Bounding the price of anarchy (PoA), which quantifies the degradation in the quality of outcomes in a (pure) Nash equilibrium of a game, is one of the fundamental questions in computational game theory. However, for a large class of games, a pure NE may not always exist and hence a natural question to pursue is to quantify the inefficiency for weaker notions of equilibrium such as mixed Nash equilibrium, correlated equilibrium or coarse correlated equilibrium, all of which are known to exist for finite games. Several techniques have been developed for bounding the price of anarchy, yet, only a handful of them are applicable for proving the PoA bounds for general equilibrium concepts. Most notable among such techniques is Roughgarden's elegant smoothness framework, which led to the concept of robust price of anarchy. The term refers to the inefficiency bounds applicable to general equilibrium notions such as coarse correlated equilibrium.
In this paper, we develop a new framework based on LP and Fenchel duality for bounding the robust price of anarchy for a large class of games. We use our framework to give the first PoA bounds for temporal routing games on graphs and energy minimization games in machine scheduling. Most notably, we present the first coordination mechanisms with bounded PoA for temporal routing over general graphs, show a related lowerbound result, and an improved bound on the price of stability for this game. Previously, coordination mechanisms with bounded PoA were only known for restricted classes of graphs such as trees or parallel edges.
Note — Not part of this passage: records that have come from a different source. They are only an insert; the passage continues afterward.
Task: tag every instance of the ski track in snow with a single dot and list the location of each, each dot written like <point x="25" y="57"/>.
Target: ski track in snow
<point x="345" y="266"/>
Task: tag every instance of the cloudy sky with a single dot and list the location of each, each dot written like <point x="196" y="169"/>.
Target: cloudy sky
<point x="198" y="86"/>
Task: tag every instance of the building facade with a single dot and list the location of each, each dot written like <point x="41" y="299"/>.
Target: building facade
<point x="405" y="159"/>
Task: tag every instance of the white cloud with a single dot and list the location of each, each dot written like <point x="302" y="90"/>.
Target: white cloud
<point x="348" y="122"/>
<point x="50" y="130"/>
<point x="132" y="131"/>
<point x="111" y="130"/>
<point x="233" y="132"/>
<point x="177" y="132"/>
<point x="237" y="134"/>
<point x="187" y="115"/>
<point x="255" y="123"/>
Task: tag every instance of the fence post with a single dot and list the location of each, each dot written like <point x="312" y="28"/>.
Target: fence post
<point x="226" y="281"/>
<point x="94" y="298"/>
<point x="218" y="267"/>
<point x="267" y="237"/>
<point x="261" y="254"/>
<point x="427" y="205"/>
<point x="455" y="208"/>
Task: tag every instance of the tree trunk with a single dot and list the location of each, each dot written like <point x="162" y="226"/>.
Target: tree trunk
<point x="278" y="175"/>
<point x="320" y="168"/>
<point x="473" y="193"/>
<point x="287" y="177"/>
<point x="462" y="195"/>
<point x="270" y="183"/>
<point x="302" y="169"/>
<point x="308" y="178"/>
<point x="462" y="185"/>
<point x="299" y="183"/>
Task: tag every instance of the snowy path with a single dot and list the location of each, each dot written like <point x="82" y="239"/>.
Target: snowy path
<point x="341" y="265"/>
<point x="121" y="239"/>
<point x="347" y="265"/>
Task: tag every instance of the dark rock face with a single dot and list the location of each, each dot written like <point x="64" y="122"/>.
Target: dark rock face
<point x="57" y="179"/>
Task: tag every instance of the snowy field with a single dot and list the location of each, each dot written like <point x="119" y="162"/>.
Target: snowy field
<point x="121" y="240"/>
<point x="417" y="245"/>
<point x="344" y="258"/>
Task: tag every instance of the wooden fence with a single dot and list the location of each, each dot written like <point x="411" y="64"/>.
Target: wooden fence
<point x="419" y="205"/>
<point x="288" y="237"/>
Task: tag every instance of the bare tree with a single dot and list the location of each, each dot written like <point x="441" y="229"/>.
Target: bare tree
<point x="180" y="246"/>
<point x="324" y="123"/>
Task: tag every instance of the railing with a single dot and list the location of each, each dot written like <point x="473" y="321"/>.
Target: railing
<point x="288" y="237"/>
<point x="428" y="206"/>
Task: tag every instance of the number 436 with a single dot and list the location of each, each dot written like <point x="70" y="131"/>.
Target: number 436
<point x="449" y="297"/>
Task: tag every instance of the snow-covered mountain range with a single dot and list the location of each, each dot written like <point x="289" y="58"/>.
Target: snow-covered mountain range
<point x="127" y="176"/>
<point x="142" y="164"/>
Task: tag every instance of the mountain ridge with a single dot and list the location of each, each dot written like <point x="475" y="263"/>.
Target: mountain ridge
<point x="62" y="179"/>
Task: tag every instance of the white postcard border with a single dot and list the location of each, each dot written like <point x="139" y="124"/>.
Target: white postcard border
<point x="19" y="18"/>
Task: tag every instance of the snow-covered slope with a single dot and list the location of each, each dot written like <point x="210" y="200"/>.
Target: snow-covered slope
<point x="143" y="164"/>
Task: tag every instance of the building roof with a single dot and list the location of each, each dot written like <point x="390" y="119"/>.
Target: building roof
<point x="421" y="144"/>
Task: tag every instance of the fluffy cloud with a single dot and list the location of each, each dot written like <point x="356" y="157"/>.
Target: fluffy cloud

Furthermore, we demonstrate the wide applicability of our framework by giving new proofs of the PoA bounds for three classical games – weighted affine congestion games, competitive facility location games and simultaneous second price auctions. Our price anarchy bounds for these games match the ones known in the literature or obtained using the smoothness framework.
All our proofs use the following technique: we first show that for a wide class of games, one can formulate the underlying optimization problem as a linear (or convex) program such that the (Fenchel) dual of the relaxation encodes the equilibrium condition. Further, the dual program has a specific structure with variables for players and resources, which can be naturally interpreted as the cost incurred by the players and the congestion of the resource in an equilibrium outcome. This lets us argue that our definition of dual variables satisfy the dual constraints and using the weak duality theorem we establish the PoA bounds.